Rodziny ofiar strzelaniny w meczecie w Quebec City komentując wyrok sądu najwyższego mówią, że 17 dzieci, które straciły ojców, któregoś dnia mogą na ulicy stanąć oko w oko z zabójcą taty. W piątek sąd zdecydował, że skazany po 25 latach będzie mógł ubiegać się o zwolnienie warunkowe. Sąd uznał też za niekonstytucyjny przepis z Kodeksu Karnego z 2011 roku, który w przypadku wielokrotnych zabójstw pozwalał sędziom na skazywanie na dożywocie bez możliwości ubiegania się o zwolnienie warunkowe po 25 latach oraz na odbywanie wyroków za każde zabójstwo po kolei. Aby uszanować godność każdego człowieka, Karta Praw i Swobód wymaga od Parlamentu pozostawienia szansy na resocjalizację, nawet z przypadkach, w których resocjalizacja wydaje się nieistotna.
Strzelanina miała miejsce 29 stycznia 2017 roku. Zginęło sześciu mężczyzn.
Islamic Cultural Centre of Quebec stwierdziło, że sąd niewystarczająco wziął pod uwagę okrucieństwa wielokrotnego zabójstwa, a także nienawistnej, islamofobicznej i rasistowskiej natury zbrodni. Członkowie meczetu powiedzieli, że są zawiedzeni decyzją sądu. Z drugiej strony jednak wyrok kończy postepowanie sądowe i od tej pory będzie można skupić się na przyszłości. Współzałożyciel meczetu Boufeldja Benabdallah skomentował, że decyzja sądu narusza równowagę między dawaniem kryminaliście szansy na resocjalizację a poczuciem sprawiedliwości ofiar jego przestępstwa.

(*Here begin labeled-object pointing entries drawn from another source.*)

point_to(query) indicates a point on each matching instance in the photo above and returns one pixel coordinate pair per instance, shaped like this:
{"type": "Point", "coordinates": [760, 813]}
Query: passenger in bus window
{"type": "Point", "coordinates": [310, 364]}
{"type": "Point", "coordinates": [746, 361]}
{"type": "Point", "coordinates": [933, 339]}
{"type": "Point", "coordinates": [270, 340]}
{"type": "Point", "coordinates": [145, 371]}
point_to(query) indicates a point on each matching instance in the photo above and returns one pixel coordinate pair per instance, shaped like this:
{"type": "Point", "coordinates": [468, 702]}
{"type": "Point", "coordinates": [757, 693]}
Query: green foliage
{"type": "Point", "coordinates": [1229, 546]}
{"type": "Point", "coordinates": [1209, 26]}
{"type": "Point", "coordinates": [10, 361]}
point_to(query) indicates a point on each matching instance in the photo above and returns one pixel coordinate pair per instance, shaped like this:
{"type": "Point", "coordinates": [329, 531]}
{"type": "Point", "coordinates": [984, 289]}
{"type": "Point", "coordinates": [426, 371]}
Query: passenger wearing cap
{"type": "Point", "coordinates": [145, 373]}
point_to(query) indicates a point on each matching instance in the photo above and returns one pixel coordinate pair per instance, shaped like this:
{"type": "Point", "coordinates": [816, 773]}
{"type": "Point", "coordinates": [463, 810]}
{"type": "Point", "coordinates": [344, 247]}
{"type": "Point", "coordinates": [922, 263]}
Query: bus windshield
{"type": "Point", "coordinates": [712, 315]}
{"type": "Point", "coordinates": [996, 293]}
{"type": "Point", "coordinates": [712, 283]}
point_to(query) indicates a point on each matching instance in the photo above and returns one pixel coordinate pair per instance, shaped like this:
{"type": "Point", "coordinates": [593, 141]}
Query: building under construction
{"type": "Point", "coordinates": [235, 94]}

Alexandre Bissonnette przyznał się do winy – do dokonania sześciu zabójstw pierwszego stopnia. Został skazany na dożywocie, z możliwością zwolnienia warunkowego po 25 latach (najwcześniej w 2042 roku). Jeden z jego prawników powiedział później, że jego klient przyjął wyrok z ulgą.